Ninguna reemplaza las funciones del útero.
Por eso, una FIV puede permitir formar embriones después de una histerectomía si existen óvulos disponibles, pero no permite que el embarazo continúe en el cuerpo de una persona que ya no tiene útero.

¿Qué pasa cuando se pueden formar embriones pero no se puede llevar a cabo el embarazo?
En distintos países existe la gestación por subrogación, en la que otra persona lleva el embarazo. En México su situación jurídica todavía es compleja.
No existe una regulación federal uniforme para todo el país. Algunas entidades tienen disposiciones propias y otras no cuentan con una legislación específica.
En Ciudad de México, la Suprema Corte de Justicia de la Nación fijó en febrero de 2026 un criterio para atender estos casos ante la ausencia de regulación. Los jueces pueden revisar acuerdos previamente ratificados y deben poner especial atención al consentimiento, y los derechos de las personas involucradas.
Así que decir simplemente que la gestación por sustitución es ilegal en México sería incorrecto.
Pero que no exista una prohibición general tampoco significa que el proceso esté suficientemente regulado.
¿Cómo se lleva a cabo una gestación por subrogación?
Cuando una persona puede formar embriones pero no puede llevar un embarazo, la gestación por subrogación puede ser una alternativa.
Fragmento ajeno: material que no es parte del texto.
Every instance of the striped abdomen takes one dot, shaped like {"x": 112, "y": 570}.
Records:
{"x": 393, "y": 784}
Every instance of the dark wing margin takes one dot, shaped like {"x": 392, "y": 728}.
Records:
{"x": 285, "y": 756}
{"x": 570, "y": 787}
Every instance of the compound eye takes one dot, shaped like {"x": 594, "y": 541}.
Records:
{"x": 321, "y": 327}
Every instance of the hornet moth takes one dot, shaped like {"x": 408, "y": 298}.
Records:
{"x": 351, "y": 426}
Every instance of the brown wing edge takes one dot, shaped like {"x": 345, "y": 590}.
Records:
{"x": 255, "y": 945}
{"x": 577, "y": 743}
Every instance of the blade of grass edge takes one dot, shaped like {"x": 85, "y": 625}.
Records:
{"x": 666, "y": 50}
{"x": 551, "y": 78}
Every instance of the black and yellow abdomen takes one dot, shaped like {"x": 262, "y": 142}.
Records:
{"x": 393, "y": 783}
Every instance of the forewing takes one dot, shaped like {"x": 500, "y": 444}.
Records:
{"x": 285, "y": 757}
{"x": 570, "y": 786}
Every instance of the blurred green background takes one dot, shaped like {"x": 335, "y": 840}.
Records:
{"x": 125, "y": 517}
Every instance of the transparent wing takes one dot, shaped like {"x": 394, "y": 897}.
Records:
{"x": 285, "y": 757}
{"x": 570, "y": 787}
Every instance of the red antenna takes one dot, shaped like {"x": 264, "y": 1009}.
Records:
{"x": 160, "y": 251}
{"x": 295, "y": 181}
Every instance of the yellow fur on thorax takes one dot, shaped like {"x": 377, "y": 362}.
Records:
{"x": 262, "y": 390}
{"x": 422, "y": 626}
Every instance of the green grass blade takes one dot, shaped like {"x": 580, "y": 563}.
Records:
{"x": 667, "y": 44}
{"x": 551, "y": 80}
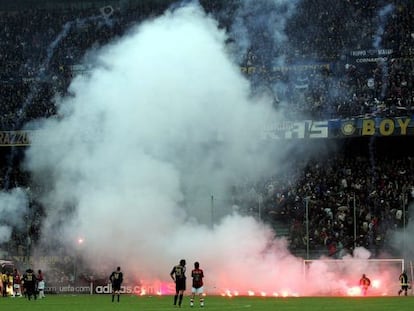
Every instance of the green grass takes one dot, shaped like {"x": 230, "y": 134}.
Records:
{"x": 212, "y": 303}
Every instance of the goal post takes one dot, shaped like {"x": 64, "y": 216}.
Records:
{"x": 340, "y": 277}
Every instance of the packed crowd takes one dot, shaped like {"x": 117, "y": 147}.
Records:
{"x": 41, "y": 51}
{"x": 341, "y": 202}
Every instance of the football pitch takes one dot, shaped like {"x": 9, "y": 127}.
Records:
{"x": 212, "y": 303}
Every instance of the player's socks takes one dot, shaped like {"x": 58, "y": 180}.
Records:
{"x": 180, "y": 300}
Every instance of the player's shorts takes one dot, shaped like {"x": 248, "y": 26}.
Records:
{"x": 198, "y": 290}
{"x": 41, "y": 285}
{"x": 116, "y": 287}
{"x": 180, "y": 284}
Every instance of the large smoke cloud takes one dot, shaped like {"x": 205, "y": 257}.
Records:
{"x": 163, "y": 124}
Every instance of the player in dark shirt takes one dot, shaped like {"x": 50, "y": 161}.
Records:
{"x": 197, "y": 288}
{"x": 116, "y": 279}
{"x": 178, "y": 275}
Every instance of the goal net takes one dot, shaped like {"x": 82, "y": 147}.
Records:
{"x": 340, "y": 277}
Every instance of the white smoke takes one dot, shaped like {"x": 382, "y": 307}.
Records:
{"x": 12, "y": 211}
{"x": 163, "y": 122}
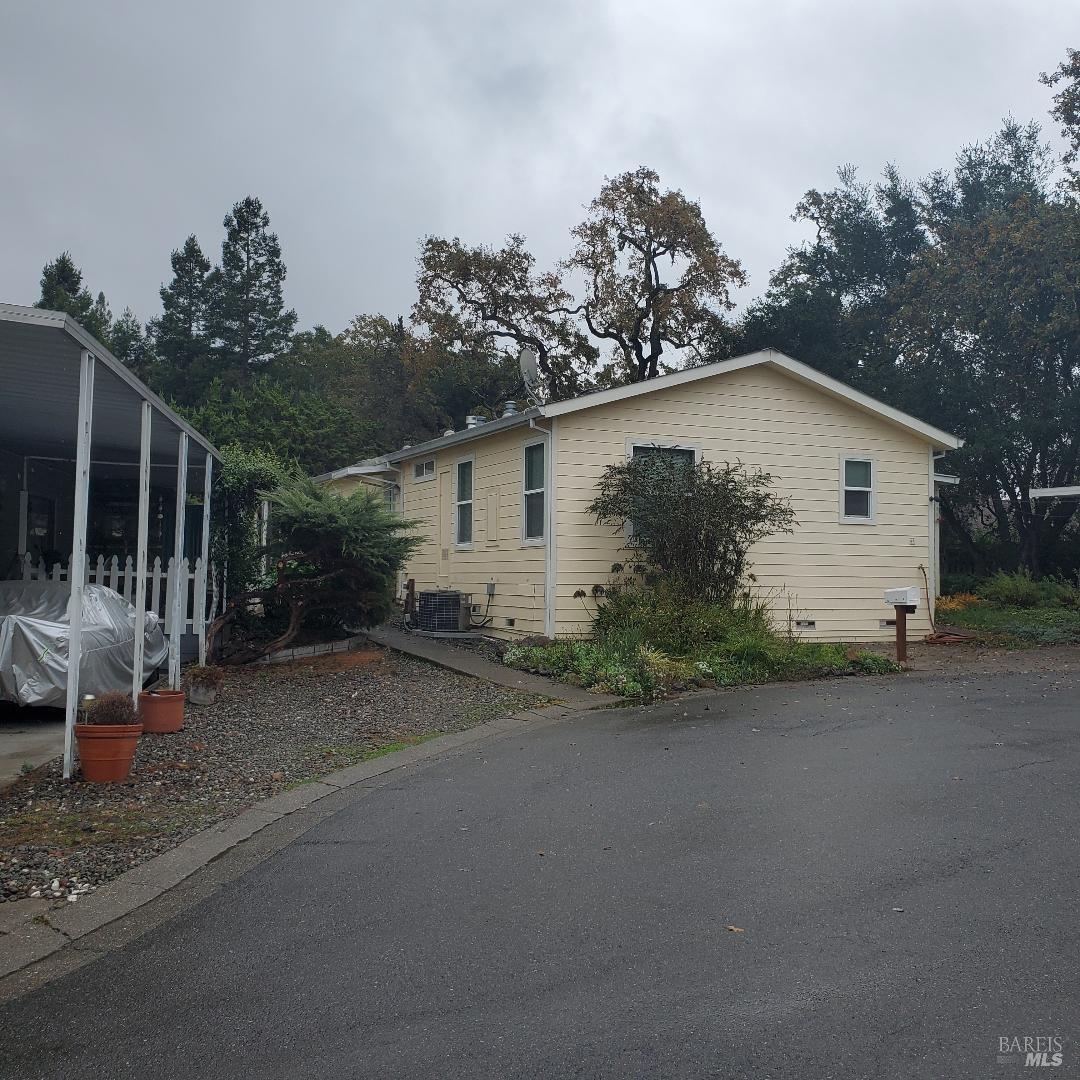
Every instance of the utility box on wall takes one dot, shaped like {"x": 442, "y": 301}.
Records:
{"x": 902, "y": 597}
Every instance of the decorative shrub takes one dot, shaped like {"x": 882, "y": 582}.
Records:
{"x": 112, "y": 707}
{"x": 649, "y": 640}
{"x": 691, "y": 526}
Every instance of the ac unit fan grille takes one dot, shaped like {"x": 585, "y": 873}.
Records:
{"x": 444, "y": 611}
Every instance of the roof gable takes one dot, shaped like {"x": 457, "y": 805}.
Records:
{"x": 796, "y": 369}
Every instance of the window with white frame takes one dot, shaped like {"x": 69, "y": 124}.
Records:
{"x": 462, "y": 504}
{"x": 532, "y": 493}
{"x": 856, "y": 495}
{"x": 685, "y": 454}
El proceso se realiza mediante Fertilización In Vitro.
Estos son los pasos del proceso:
- Obtener los óvulos, ya sean propios o de una donante.
- Fertilizar los óvulos en el laboratorio para formar embriones.
- Evaluar y preparar a la persona que llevará el embarazo.
- Transferir uno de los embriones a su útero.
- Dar seguimiento al embarazo una vez confirmada la implantación.
En algunos casos, la persona gestante puede ser alguien cercano, como una hermana, una prima u otra persona con quien exista una relación de confianza.
Idealmente, todo el proceso debe plantearse desde el inicio con evaluación médica, consentimiento informado claro y acompañamiento adecuado para proteger la salud, la voluntad y los derechos de todas las personas involucradas.
La medicina reproductiva ha avanzado más rápido que la legislación mexicana en algunos de estos temas. Esto también forma parte de una conversación más amplia sobre derechos reproductivos.
El artículo 4º de la Constitución mexicana establece que “toda persona tiene derecho a decidir de manera libre, responsable e informada sobre el número y el espaciamiento de sus hijos”.
Entonces, ¿se puede tener un bebé después de una histerectomía?
Si los ovarios permanecen y funcionan, puede existir la posibilidad de obtener óvulos y formar embriones. Si no hay óvulos propios disponibles, la reproducción asistida también cuenta con alternativas como la ovodonación.
Pero si no existe un útero, actualmente no hay un tratamiento de fertilidad que permita llevar ese embarazo en el propio cuerpo.
Esa es la diferencia que vale la pena entender.
Después de una histerectomía, pueden quedar algunas posibilidades reproductivas, pero primero hay que saber qué órganos se conservaron, qué función mantienen y qué puede hacer realmente la medicina en ese escenario.
En Nascere podemos evaluar la función reproductiva después de una histerectomía y explicar con claridad qué opciones médicas existen de acuerdo con cada situación.
Preguntas frecuentes
¿Puedo tener un hijo biológico después de una histerectomía?
Puede ser posible si conservas los ovarios y su función. En ese caso, la Fertilización In Vitro permite obtener óvulos y formar embriones, aunque el embarazo sería gestado por otra persona.
¿La ovodonación es una opción después de una histerectomía?
La ovodonación resuelve la falta de óvulos propios, no la ausencia de útero. Puede combinarse con otras alternativas cuando ambos factores están presentes.
¿Puedo preservar óvulos o embriones antes de una histerectomía?
En muchos casos sí, siempre que exista tiempo para planearlo y las condiciones médicas lo permitan. Vale la pena platicarlo con tu médico antes de la cirugía.